Let $A$ be a square $n \times n$ matrix with SVD $A = U \Sigma V^T$. In Numerical Linear Algebra (Trefethen and Bau) it is shown that the symmetric $2n \times 2n$ matrix
$$H = \begin{pmatrix} 0 & A^T \\ A & 0\end{pmatrix}$$
satisfies the eigendecomposition
$$
\begin{pmatrix} 0 & A^T \\ A & 0\end{pmatrix} \begin{pmatrix} V & V \\ U & -U \end{pmatrix} = \begin{pmatrix} V & V \\ U & -U \end{pmatrix} \begin{pmatrix} \Sigma & 0 \\ 0 & -\Sigma \end{pmatrix}. \tag{1}
$$
In particular, the singular values of $A$ are the absolute values of the eigenvalues of $H$.
After establishing this the authors seem to imply that by computing an eigendecomposition of $H$, we can compute an SVD of $A$. I fail to see how this is the case. Suppose that we have computed (say by QR iteration) an eigendecomposition $H = Q D Q^T$ where $D$ is a diagonal matrix and $Q$ is an orthogonal $2n \times 2n$ matrix. Since $D$ contains the eigenvalues of $H$, by permuting the columns of $Q$ if necessary we can assume that
$$D = \begin{pmatrix} \Sigma & 0 \\ 0 & -\Sigma \end{pmatrix}.$$
If we write
$$Q = \begin{pmatrix} Q_{11} & Q_{12} \\ Q_{21} & Q_{22} \end{pmatrix}$$
where the $Q_{ij}$'s are $n \times n$ blocks, then our computed eigendecomposition tells us that
$$
\begin{pmatrix} 0 & A^T \\ A & 0\end{pmatrix} \begin{pmatrix} Q_{11} & Q_{12} \\ Q_{21} & Q_{22} \end{pmatrix} = \begin{pmatrix} Q_{11} & Q_{12} \\ Q_{21} & Q_{22} \end{pmatrix} \begin{pmatrix} \Sigma & 0 \\ 0 & -\Sigma \end{pmatrix}. \tag{2}
$$
Comparing $(1)$ and $(2)$, it's tempting to conclude that
$$Q_{11}=V=Q_{12}, Q_{21}=U=-Q_{22},$$
but obviously this need not be the case, since eigendecompositions are not unique. Of course, SVDs are not unique either, so perhaps it nevertheless holds that $A=Q_{21} \Sigma Q_{11}^T$. I have tried to prove (or disprove) whether this is the case, but I haven't had any luck. In fact, it's not even clear to me whether the $Q_{ij}$'s are orthogonal matrices.

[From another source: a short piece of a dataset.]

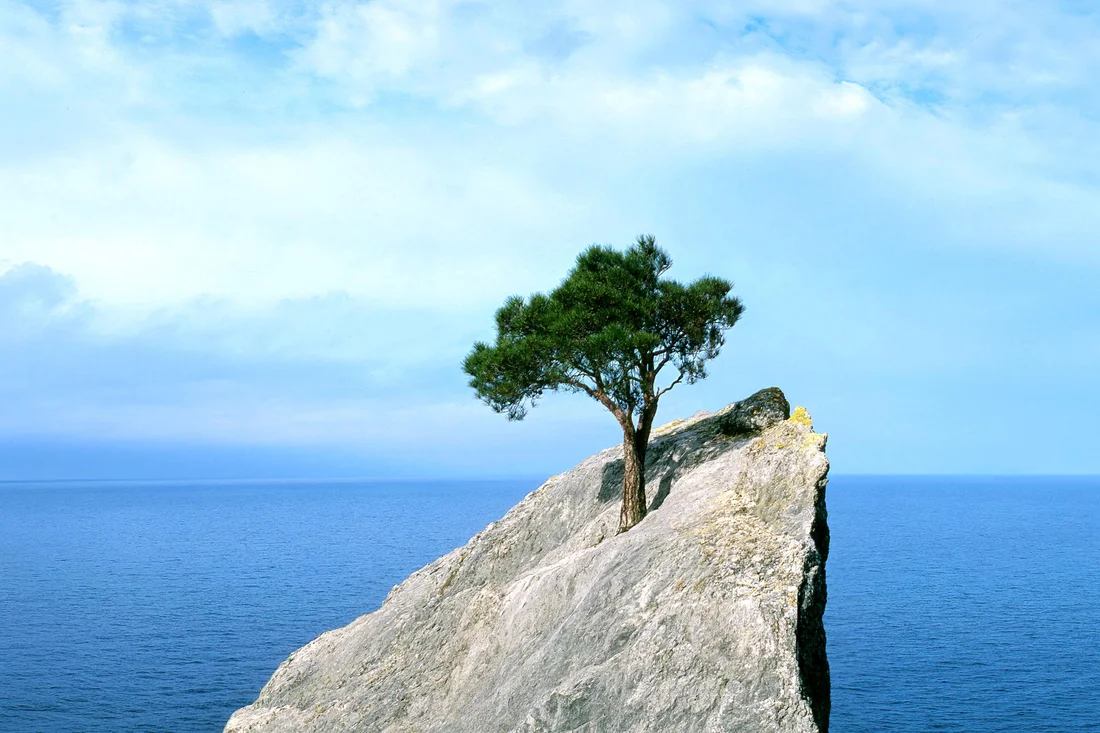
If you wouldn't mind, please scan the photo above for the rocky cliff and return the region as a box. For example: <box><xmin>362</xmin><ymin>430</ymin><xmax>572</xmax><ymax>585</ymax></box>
<box><xmin>226</xmin><ymin>390</ymin><xmax>829</xmax><ymax>733</ymax></box>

Does anybody know how this $Q$ matrix can be used to get an SVD for $A$?
Best Answer
Hy, like you said if we compute the eigenvectors of $H$ nothing ensures that we will get the same $U$, $V$. However if we restrict our eigenvector matrix to be of the form $\begin{pmatrix} X&X\\Y&-Y\end{pmatrix}$ then it should work, if a vector $\begin{pmatrix}x_1\\y_1\end{pmatrix}$ is an eigenvector for $\lambda$, $\begin{pmatrix}x_1\\ -y_1\end{pmatrix}$ is an eigenvector corresponding to $-\lambda$. The matrix is also orthogonal so $X$ and $Y$ are orthogonal.